Sai_Yaaminie_Ganda · February 12, 2025, 11:53pm

I am working on the Lambda Vector Machine, which has 2 NVIDIA RTX 600 Ada GPUs. However, PyTorch is using only 1 GPU automatically, and I have to manually split the workload to run on both GPUs.

I expected PyTorch to automatically parallelize computations across both GPUs using DataParallel() or DistributedDataParallel(), but the workload remains restricted to a single GPU.

Are there any specific system configurations or PyTorch settings I need to adjust?

Thank you.

ptrblck · February 12, 2025, 11:54pm

The DDP Tutorial shows how multiple GPUs can be used in DDP. Did you stick to this example or how do you execute your script?

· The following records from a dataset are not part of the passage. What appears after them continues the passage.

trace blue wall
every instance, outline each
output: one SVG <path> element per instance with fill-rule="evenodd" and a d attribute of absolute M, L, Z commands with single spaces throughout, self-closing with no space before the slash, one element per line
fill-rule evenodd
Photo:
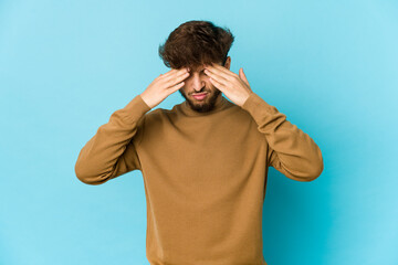
<path fill-rule="evenodd" d="M 0 264 L 148 264 L 142 173 L 92 187 L 74 163 L 168 71 L 157 47 L 192 19 L 231 29 L 231 71 L 323 151 L 313 182 L 270 169 L 265 261 L 398 264 L 392 0 L 0 1 Z"/>

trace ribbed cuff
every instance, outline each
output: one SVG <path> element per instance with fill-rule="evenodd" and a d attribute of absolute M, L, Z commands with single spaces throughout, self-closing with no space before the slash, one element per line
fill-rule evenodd
<path fill-rule="evenodd" d="M 255 93 L 250 94 L 248 99 L 243 103 L 242 108 L 249 112 L 258 124 L 264 118 L 264 115 L 274 115 L 279 113 L 276 107 L 268 104 Z"/>

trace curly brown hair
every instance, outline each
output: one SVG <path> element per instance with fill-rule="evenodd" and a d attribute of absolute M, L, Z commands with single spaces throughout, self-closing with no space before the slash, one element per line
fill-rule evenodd
<path fill-rule="evenodd" d="M 167 67 L 197 68 L 202 64 L 222 63 L 234 36 L 228 28 L 220 28 L 210 21 L 191 20 L 180 24 L 159 45 L 159 56 Z"/>

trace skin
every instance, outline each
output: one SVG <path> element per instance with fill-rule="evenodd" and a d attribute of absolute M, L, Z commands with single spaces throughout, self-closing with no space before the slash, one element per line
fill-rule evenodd
<path fill-rule="evenodd" d="M 140 96 L 150 108 L 154 108 L 166 97 L 179 91 L 193 110 L 206 113 L 213 109 L 222 92 L 231 102 L 242 106 L 253 92 L 243 68 L 240 68 L 239 75 L 237 75 L 229 70 L 230 65 L 231 57 L 228 56 L 224 65 L 212 63 L 195 70 L 187 67 L 170 70 L 166 74 L 156 77 Z M 192 96 L 192 94 L 203 92 L 209 94 L 202 100 Z"/>

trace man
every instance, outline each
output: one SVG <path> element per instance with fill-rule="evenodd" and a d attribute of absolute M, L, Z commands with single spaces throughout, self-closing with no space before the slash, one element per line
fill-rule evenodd
<path fill-rule="evenodd" d="M 159 47 L 172 70 L 113 113 L 78 155 L 75 172 L 87 184 L 143 172 L 150 264 L 266 264 L 268 168 L 297 181 L 323 171 L 314 140 L 256 95 L 242 68 L 229 70 L 232 42 L 209 21 L 182 23 Z M 177 91 L 184 103 L 149 112 Z"/>

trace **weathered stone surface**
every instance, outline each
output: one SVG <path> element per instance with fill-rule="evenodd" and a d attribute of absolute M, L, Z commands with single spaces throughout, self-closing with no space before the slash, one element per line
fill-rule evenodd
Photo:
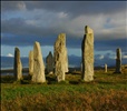
<path fill-rule="evenodd" d="M 116 50 L 116 73 L 121 73 L 121 50 Z"/>
<path fill-rule="evenodd" d="M 14 77 L 17 80 L 22 79 L 22 64 L 20 60 L 20 50 L 18 48 L 14 48 Z"/>
<path fill-rule="evenodd" d="M 65 72 L 68 72 L 66 33 L 60 33 L 55 43 L 55 74 L 58 82 L 65 81 Z"/>
<path fill-rule="evenodd" d="M 51 53 L 51 51 L 49 52 L 49 54 L 46 58 L 46 69 L 48 73 L 53 72 L 53 67 L 55 67 L 55 61 L 53 61 L 53 56 Z"/>
<path fill-rule="evenodd" d="M 107 64 L 105 64 L 105 72 L 107 72 Z"/>
<path fill-rule="evenodd" d="M 33 51 L 29 52 L 29 74 L 33 74 Z"/>
<path fill-rule="evenodd" d="M 46 82 L 46 77 L 45 77 L 45 64 L 42 60 L 42 54 L 41 54 L 41 49 L 40 49 L 40 43 L 35 42 L 33 46 L 33 75 L 32 75 L 32 81 L 33 82 Z"/>
<path fill-rule="evenodd" d="M 82 75 L 86 82 L 94 80 L 94 31 L 88 26 L 85 27 L 85 36 L 81 43 L 82 51 Z"/>

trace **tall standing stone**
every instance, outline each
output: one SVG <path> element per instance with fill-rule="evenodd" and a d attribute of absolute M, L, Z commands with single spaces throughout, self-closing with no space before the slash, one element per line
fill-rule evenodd
<path fill-rule="evenodd" d="M 68 72 L 68 57 L 66 48 L 66 33 L 60 33 L 55 42 L 55 74 L 57 81 L 65 81 L 65 72 Z"/>
<path fill-rule="evenodd" d="M 105 72 L 107 73 L 107 64 L 105 64 Z"/>
<path fill-rule="evenodd" d="M 53 65 L 55 65 L 53 56 L 50 51 L 49 54 L 46 58 L 46 69 L 47 69 L 48 73 L 53 72 Z"/>
<path fill-rule="evenodd" d="M 81 43 L 82 51 L 82 75 L 84 81 L 94 80 L 94 31 L 88 26 L 85 27 L 85 36 Z"/>
<path fill-rule="evenodd" d="M 116 73 L 121 73 L 121 50 L 116 50 Z"/>
<path fill-rule="evenodd" d="M 33 74 L 33 51 L 29 52 L 29 74 Z"/>
<path fill-rule="evenodd" d="M 40 43 L 37 41 L 35 42 L 35 46 L 33 46 L 33 75 L 32 75 L 32 81 L 38 82 L 38 83 L 46 82 L 45 64 L 43 64 L 43 60 L 42 60 Z"/>
<path fill-rule="evenodd" d="M 22 79 L 22 64 L 20 60 L 20 50 L 18 48 L 14 48 L 14 78 L 17 80 Z"/>

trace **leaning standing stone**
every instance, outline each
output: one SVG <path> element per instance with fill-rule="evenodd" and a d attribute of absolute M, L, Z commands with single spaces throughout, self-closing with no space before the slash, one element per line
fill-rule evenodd
<path fill-rule="evenodd" d="M 121 50 L 116 50 L 116 73 L 121 73 Z"/>
<path fill-rule="evenodd" d="M 53 62 L 53 56 L 52 56 L 51 51 L 49 52 L 49 54 L 46 58 L 46 63 L 47 63 L 47 65 L 46 65 L 47 67 L 47 72 L 48 73 L 53 72 L 55 62 Z"/>
<path fill-rule="evenodd" d="M 33 75 L 32 75 L 32 81 L 38 82 L 38 83 L 46 82 L 45 64 L 43 64 L 43 60 L 42 60 L 40 43 L 37 41 L 35 42 L 35 46 L 33 46 Z"/>
<path fill-rule="evenodd" d="M 20 60 L 20 50 L 18 48 L 14 48 L 14 78 L 17 80 L 22 79 L 22 64 Z"/>
<path fill-rule="evenodd" d="M 33 74 L 33 51 L 29 52 L 29 74 Z"/>
<path fill-rule="evenodd" d="M 68 57 L 66 48 L 66 33 L 60 33 L 55 43 L 55 74 L 57 81 L 65 81 L 65 72 L 68 71 Z"/>
<path fill-rule="evenodd" d="M 85 36 L 81 43 L 82 51 L 82 75 L 84 81 L 94 80 L 94 31 L 86 26 Z"/>

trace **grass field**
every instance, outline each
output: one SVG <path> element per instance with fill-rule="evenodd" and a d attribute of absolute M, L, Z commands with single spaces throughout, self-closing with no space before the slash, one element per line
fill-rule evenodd
<path fill-rule="evenodd" d="M 31 83 L 25 75 L 16 82 L 12 75 L 1 77 L 2 111 L 127 111 L 127 73 L 95 71 L 92 82 L 82 82 L 80 72 L 69 73 L 57 83 L 47 75 L 47 83 Z"/>

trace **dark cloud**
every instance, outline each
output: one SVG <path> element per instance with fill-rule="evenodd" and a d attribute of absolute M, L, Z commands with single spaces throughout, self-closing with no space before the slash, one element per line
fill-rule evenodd
<path fill-rule="evenodd" d="M 113 40 L 95 40 L 95 50 L 110 50 L 116 51 L 117 48 L 120 48 L 121 51 L 127 52 L 127 39 L 113 39 Z"/>

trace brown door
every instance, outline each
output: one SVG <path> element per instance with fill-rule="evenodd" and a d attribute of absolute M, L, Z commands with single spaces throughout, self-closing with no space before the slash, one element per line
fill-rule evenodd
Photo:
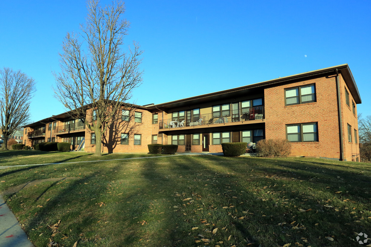
<path fill-rule="evenodd" d="M 186 151 L 191 151 L 191 135 L 186 136 Z"/>
<path fill-rule="evenodd" d="M 202 151 L 209 152 L 209 133 L 202 133 Z"/>
<path fill-rule="evenodd" d="M 240 142 L 240 131 L 235 131 L 232 132 L 232 142 Z"/>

Sai_Yaaminie_Ganda · February 13, 2025, 4:12pm

Thank you for sharing the resources. I haven’t used Distributed Data Parallel (DDP) for machine learning before. I was trying to parallelize matrix multiplication for very large matrices (N > 10,000 ). For this, I defined the operation as a model(N, N) and then passed it through torch.nn.DataParallel()

ptrblck · February 13, 2025, 4:51pm

DistributedDataParallel will not shard matmuls or other operations. It will parallelize the workload by cloning the model to each (rank) and will execute the forward/backward passes in parallel on each rank using different data samples.
If you want to apply model sharding approaches you might want to check e.g. Tensor Parallelism.

Sai_Yaaminie_Ganda · February 13, 2025, 5:07pm

Thank you for the clarification. I went through the documentation and had one question - does Tensor Parallelism automatically synchronize all computations in the correct order, or do I need to manually handle synchronization to prevent race conditions or stale data?